If you have read about cosets, you will see that the partition we refer to is the set of left cosets of the set of code words.
Triple repetition is effective, but not very efficient since its rate is quite low, \(1/3\text{.}\) Next we consider a slightly more efficient error correcting code based on matrix multiplication. Any such code that is computed with a matrix multiplication is called a linear code. We should point out that both the parity check code and the triple repetition code are linear codes. For the parity check code, the encoding function can be thought of as acting on a \(1 \times 3\) row vector \(a=(a_1,a_2,a_3)\) by multiplying times a \(3 \times 4\) matrix:
\begin{equation*} e(a) = (a_1,a_2,a_3) \left( \begin{array}{cccc} 1 & 0 & 0 & 1 \\ 0 & 1 & 0 & 1 \\ 0 & 0 & 1 & 1 \\ \end{array} \right)=(a_1,a_2,a_3,a_1 +_2 a_2+_2 a_3) \end{equation*}
For triple repetition, the encoding function can be thought of as acting on a \(1 \times 1\) matrix \(a\) by multiplying times a \(1 \times 3\) matrix:
\begin{equation*} e(a) = \left(a\right) \left( \begin{array}{ccc} 1 & 1 & 1 \\ \end{array} \right)= \left( \begin{array}{ccc} a & a & a \\ \end{array} \right) \end{equation*}

Example 15.5.7. A Somewhat More Efficient Linear Code.

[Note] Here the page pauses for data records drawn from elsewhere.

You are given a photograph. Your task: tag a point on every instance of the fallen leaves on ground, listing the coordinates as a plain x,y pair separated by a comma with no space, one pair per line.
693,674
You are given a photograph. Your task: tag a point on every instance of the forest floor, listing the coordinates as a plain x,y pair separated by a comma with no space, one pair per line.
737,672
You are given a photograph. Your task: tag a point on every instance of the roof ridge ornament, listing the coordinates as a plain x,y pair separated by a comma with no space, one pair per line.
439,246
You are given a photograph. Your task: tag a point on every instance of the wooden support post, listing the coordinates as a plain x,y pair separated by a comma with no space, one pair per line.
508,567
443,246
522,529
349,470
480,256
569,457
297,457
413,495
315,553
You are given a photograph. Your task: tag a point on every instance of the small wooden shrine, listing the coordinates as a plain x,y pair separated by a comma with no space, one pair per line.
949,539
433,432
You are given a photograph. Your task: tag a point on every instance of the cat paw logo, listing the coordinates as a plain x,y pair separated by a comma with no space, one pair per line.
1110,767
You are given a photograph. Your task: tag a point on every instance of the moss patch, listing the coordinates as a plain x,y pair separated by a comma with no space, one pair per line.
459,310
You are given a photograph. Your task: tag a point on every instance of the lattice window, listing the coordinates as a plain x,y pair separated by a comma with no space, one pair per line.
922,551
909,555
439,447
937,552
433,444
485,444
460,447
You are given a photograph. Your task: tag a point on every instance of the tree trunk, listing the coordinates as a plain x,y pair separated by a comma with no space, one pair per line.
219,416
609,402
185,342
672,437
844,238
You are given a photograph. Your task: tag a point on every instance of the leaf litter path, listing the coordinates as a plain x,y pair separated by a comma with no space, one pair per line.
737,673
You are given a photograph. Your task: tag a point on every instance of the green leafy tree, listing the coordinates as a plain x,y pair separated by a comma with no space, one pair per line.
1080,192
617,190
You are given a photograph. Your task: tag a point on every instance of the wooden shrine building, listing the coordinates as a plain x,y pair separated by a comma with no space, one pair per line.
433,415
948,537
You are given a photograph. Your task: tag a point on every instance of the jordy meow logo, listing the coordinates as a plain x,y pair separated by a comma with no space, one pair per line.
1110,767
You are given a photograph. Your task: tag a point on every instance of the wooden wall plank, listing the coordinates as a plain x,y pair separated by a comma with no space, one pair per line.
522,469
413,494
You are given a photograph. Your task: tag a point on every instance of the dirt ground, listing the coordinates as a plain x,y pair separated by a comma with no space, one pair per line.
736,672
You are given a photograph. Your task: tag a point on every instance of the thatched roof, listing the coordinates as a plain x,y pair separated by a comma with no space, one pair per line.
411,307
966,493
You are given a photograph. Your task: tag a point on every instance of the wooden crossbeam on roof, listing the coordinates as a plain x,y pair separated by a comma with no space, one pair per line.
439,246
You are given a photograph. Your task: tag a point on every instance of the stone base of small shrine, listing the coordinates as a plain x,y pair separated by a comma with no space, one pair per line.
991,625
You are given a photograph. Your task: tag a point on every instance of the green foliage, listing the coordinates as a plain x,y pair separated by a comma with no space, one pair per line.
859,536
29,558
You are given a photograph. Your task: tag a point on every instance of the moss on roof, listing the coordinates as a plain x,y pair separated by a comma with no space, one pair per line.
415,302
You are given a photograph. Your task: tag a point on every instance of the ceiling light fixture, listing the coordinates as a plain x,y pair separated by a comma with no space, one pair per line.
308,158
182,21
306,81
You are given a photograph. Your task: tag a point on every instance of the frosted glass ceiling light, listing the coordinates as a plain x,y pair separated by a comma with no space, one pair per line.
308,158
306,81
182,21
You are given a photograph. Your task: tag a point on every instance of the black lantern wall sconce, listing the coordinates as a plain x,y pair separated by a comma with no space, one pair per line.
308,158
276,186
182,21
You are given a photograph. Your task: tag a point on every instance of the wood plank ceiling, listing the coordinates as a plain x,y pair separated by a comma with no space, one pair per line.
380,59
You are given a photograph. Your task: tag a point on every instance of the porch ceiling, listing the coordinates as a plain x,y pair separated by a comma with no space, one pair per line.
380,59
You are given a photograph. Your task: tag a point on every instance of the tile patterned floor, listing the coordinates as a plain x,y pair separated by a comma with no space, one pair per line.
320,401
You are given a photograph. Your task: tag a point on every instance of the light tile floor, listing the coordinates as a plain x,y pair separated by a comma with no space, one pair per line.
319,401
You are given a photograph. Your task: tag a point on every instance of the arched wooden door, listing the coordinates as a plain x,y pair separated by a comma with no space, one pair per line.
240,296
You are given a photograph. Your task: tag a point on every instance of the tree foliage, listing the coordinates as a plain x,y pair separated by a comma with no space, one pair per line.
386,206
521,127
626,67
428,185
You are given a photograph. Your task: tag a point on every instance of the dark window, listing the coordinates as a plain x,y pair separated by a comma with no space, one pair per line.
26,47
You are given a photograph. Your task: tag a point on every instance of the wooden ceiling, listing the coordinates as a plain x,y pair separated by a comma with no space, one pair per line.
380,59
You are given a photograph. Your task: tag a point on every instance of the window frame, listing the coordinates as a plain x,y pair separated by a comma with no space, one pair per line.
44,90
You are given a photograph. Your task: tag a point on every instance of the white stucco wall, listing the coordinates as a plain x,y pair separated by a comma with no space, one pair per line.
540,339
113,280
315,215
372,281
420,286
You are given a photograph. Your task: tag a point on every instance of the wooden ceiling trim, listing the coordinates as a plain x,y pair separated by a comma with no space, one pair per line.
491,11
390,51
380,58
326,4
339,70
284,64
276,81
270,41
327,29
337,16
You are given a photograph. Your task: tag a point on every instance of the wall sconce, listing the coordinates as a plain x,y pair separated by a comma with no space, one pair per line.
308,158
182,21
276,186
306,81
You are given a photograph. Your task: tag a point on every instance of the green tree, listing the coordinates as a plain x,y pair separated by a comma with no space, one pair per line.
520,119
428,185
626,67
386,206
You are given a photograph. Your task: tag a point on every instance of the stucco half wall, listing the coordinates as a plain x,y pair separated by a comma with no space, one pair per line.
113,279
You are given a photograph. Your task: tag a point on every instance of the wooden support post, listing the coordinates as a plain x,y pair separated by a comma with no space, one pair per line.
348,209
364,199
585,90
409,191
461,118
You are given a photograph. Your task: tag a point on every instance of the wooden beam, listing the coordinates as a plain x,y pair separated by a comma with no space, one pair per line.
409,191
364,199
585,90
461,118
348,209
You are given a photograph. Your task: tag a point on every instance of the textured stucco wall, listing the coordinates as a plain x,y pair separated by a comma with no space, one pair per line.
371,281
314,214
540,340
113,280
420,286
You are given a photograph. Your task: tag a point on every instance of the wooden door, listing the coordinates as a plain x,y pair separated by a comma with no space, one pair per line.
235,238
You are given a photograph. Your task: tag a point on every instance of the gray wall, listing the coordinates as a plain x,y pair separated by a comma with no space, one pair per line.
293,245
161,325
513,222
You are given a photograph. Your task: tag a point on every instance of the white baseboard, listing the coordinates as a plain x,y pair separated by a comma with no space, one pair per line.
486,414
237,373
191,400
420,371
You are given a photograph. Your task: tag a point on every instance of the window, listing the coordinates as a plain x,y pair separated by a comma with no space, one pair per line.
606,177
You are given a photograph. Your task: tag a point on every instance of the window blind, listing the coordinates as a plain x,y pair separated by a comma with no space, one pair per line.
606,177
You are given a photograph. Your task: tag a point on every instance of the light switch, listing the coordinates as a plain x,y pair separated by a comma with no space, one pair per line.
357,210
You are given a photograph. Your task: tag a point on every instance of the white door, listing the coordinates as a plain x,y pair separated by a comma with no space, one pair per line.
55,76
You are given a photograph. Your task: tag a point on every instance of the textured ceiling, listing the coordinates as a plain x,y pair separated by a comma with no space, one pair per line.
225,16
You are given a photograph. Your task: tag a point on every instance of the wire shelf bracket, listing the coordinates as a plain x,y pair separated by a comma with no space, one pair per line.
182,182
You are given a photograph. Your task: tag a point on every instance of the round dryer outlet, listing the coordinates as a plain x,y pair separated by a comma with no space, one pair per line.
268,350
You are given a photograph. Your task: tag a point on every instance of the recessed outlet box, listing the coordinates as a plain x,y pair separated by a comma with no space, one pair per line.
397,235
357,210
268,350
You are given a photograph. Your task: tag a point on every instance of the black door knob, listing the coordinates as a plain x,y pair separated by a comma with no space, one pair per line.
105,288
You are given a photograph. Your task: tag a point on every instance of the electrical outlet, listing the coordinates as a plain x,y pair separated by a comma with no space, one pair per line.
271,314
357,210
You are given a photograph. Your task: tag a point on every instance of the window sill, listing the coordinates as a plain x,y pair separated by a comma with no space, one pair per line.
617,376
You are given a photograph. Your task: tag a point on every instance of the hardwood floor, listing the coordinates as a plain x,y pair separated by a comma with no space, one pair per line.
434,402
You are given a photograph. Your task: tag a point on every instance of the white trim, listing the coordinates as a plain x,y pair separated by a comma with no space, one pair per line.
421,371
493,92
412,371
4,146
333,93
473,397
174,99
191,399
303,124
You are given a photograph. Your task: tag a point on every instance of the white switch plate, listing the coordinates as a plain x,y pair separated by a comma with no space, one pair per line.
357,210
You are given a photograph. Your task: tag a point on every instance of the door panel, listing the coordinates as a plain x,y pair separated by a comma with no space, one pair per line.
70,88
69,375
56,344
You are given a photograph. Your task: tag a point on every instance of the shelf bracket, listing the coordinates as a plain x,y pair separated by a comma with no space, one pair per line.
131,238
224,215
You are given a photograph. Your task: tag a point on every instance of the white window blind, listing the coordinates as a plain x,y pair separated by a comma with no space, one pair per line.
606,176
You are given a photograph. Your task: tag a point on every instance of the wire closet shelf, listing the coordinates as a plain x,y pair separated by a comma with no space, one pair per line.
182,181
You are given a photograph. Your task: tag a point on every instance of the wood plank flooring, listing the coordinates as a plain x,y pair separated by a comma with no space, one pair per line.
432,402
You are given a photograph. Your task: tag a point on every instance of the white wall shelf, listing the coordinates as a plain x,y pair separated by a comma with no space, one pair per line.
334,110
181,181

The encoding that we will consider here takes a block \(a = \left(a_1, a_2, a_3 \right)\) and produces a code word of length 6. As in the triple repetition code, each code word will differ from each other code word by at least three bits. As a result, any single error will not push a code word close enough to another code word to cause confusion. Now for the details.
Let
\begin{equation*} G=\left( \begin{array}{cccccc} 1 & 0 & 0 & 1 & 1 & 0 \\ 0 & 1 & 0 & 1 & 0 & 1 \\ 0 & 0 & 1 & 0 & 1 & 1 \\ \end{array} \right). \end{equation*}
We call \(G\) the generator matrix for the code, and let \(a = \left(a_1, a_2, a_3 \right)\) be our message. Define \(e : \mathbb{Z}_2{}^3 \to \mathbb{Z}_2{}^6\) by
\begin{equation*} e(a) = a G = \left(a_1, a_2, a_3,a_4, a_5, a_6\right) \end{equation*}
where
\begin{equation*} \begin{array}{r@{}r@{}r@{}r@{}r@{}r@{}r@{}} a_4 &= & a_1 & {}+_2{} & a_2 & & \\ a_5 &= & a_1 & & &{}+_2{} & a_3 \\ a_6 &= & & & a_2 &{}+_2{} & a_3 \\ \end{array} \end{equation*}
Notice that since matrix multiplication is distributive over addition, we have
\begin{equation*} e(a + b)= (a+b)G = aG + bG = e(a)+e(b) \end{equation*}
for all \(a, b \in \mathbb{Z}_2{}^3\text{.}\) This equality, may look familiar from the definition of an isomorphism, but in this case the function \(e\) is not onto. If you’ve read about homomorphisms, this is indeed an example of one.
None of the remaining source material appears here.